We played a modified beginner adventure again, where I played VEX. I failed every roll I made and ended up just short-circuiting the whole time. Except for when we walked into the cantina, it was then that I hatched my ultimate plan of placing a concussion grenade in the rafters above the door. When the gamorreans entered I tossed another grenade across the cantina and killed all of them with one shot.

I then failed the rest of my rolls and we proceeded to end the adventure by not escaping on the Krayht Fang but by VEX dragging a drunk and passed out Pash by the leg out of the city gates and into the sunrise.

I'm a bit terrified at what will happen once my players get a hang of the more narrative and abstract nature of this system.

Me, too. I've never GM'd before (but I've played D&D as a player many times), so I don't know how my improvisation skills are. However, my friends are usually content with just following the story as laid out by the GM...so, I hope it's not too boring.

My players regularly throw me for a loop, but that is kinda what I like about this system.

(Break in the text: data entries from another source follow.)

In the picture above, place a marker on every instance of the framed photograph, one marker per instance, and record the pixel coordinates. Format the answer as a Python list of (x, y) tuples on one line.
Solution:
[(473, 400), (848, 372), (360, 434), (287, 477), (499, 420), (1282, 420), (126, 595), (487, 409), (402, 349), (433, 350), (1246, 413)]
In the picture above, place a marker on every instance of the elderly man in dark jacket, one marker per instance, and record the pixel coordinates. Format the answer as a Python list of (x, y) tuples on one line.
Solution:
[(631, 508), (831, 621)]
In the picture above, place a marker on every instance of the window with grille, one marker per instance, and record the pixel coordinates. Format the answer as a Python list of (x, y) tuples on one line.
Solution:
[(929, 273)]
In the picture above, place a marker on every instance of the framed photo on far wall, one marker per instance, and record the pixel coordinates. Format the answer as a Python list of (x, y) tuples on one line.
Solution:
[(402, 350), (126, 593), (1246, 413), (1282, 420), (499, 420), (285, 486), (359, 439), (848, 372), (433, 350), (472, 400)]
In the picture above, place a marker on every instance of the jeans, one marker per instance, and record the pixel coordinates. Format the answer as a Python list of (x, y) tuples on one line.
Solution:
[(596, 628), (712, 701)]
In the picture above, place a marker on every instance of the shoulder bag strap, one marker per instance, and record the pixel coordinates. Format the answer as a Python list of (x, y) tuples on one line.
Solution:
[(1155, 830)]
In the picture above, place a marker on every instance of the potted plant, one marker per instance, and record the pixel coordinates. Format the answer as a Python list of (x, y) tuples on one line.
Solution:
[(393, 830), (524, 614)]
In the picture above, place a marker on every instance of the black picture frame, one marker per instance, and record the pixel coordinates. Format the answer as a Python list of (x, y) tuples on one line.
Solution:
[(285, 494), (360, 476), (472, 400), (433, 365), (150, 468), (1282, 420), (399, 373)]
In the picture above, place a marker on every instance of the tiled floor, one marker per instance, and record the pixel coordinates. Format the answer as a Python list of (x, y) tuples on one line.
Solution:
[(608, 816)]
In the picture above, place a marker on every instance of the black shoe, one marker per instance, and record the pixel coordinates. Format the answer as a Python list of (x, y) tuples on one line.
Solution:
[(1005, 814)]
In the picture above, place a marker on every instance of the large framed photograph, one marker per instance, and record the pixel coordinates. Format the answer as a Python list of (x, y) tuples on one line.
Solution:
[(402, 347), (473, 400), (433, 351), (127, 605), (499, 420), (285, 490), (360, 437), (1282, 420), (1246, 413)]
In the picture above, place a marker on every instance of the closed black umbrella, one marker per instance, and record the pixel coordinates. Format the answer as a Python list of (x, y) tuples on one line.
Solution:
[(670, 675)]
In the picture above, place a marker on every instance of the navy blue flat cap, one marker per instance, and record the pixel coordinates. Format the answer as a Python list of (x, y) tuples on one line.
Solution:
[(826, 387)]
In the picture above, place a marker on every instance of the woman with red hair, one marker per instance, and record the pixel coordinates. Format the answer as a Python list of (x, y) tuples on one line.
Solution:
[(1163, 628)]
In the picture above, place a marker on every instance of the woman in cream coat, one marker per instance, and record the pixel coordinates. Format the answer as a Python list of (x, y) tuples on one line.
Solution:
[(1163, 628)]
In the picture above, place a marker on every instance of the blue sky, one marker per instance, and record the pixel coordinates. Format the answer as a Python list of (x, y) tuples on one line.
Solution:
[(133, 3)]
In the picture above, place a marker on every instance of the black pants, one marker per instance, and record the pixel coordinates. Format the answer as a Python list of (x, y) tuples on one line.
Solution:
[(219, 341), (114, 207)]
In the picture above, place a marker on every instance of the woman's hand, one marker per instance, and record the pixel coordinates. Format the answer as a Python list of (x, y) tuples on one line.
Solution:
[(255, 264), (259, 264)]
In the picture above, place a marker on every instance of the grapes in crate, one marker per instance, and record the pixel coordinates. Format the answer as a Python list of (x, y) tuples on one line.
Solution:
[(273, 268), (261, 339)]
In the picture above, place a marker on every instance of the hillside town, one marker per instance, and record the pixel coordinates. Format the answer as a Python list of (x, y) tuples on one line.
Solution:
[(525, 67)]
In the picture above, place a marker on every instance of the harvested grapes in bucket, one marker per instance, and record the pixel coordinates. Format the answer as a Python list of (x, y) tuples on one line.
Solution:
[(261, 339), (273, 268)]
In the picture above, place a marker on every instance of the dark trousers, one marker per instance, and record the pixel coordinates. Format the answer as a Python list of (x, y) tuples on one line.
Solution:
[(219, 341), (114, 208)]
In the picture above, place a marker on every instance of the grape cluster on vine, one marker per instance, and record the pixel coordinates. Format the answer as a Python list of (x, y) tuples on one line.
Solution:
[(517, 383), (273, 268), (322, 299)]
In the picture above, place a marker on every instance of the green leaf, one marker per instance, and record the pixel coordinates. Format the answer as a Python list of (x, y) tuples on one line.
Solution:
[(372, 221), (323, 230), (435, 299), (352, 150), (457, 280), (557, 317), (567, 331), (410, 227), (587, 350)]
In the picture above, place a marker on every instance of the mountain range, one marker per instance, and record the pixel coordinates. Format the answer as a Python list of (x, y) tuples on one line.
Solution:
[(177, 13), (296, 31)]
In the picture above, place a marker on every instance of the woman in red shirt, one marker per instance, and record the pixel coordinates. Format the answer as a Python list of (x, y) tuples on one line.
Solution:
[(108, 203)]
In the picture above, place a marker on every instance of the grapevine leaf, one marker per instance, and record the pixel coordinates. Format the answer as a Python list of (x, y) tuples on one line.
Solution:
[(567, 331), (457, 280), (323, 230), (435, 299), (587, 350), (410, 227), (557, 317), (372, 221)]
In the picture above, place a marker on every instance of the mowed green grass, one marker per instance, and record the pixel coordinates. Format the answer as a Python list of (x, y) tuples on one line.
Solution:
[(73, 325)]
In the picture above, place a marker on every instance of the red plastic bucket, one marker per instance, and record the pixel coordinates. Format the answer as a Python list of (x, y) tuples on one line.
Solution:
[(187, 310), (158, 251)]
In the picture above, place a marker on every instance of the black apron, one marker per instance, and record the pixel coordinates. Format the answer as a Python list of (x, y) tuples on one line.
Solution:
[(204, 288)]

My players found an old Clone Wars era transport filled with military supplies. They started looking for a way to sell them off, so they went to talk to Jabba. He was about the only one they knew who could handle something that large. While they were on Tatooine, a Rebel infiltrator snuck on board their ship to see if the rumors of their cargo was true. She got caught, but the players decided to use her to contact the Rebels to see what they could offer. So far, according to plan.

Then one of my players says 'I want to find the Rebel'. I say make a perception roll to see if you spot her as you are aimlessly wandering around Mos Eisley. 1 yellow and 2 green vs. 2 red and 2 purple. That should keep this from progressing.

'1 success and 4 threat'

So, he ends up walking into the Rebels safe house, rolls an even more rediculous charm roll (a triumph there, IIRC) to keep the rebels from shooting him, and now, about 15 sessions later, she is part of the crew, their part time rebel minder.

Then there was the time where they needed some probe droids to keep an eye on some pirates. They also have evidence that the sector admiral may have gotten the local moff hooked on spice so he could run the sector himself. So their plan is: Dress up like Impy officers, a tech crew from the core, sneak onto the Imperial Enclave on the planet they have been based on, go to the navy base to reprogram some probe droids to work for them instead of the imperials, then head over to the Moffs residence to see if she needs rescuing.

First they con some poor guy into driving them to the navy droid storage, then con the droid techs into thinking that they are on a super secret mission from the admiral. Their main mission accomplished, they dismiss their driver, and then drive themselves over to the moffs residence. Turns out the admiral was being quite naughty, and the moff was in pretty bad shape. They manage to get her out and off planet, and actually pick up a nice cargo to haul (triumph on a negotiation roll that only occured to enhance their cover with the impys) for when thy did get off the planet.

So, now my players have an imperial Moff on their ship with their Rebel infiltrator.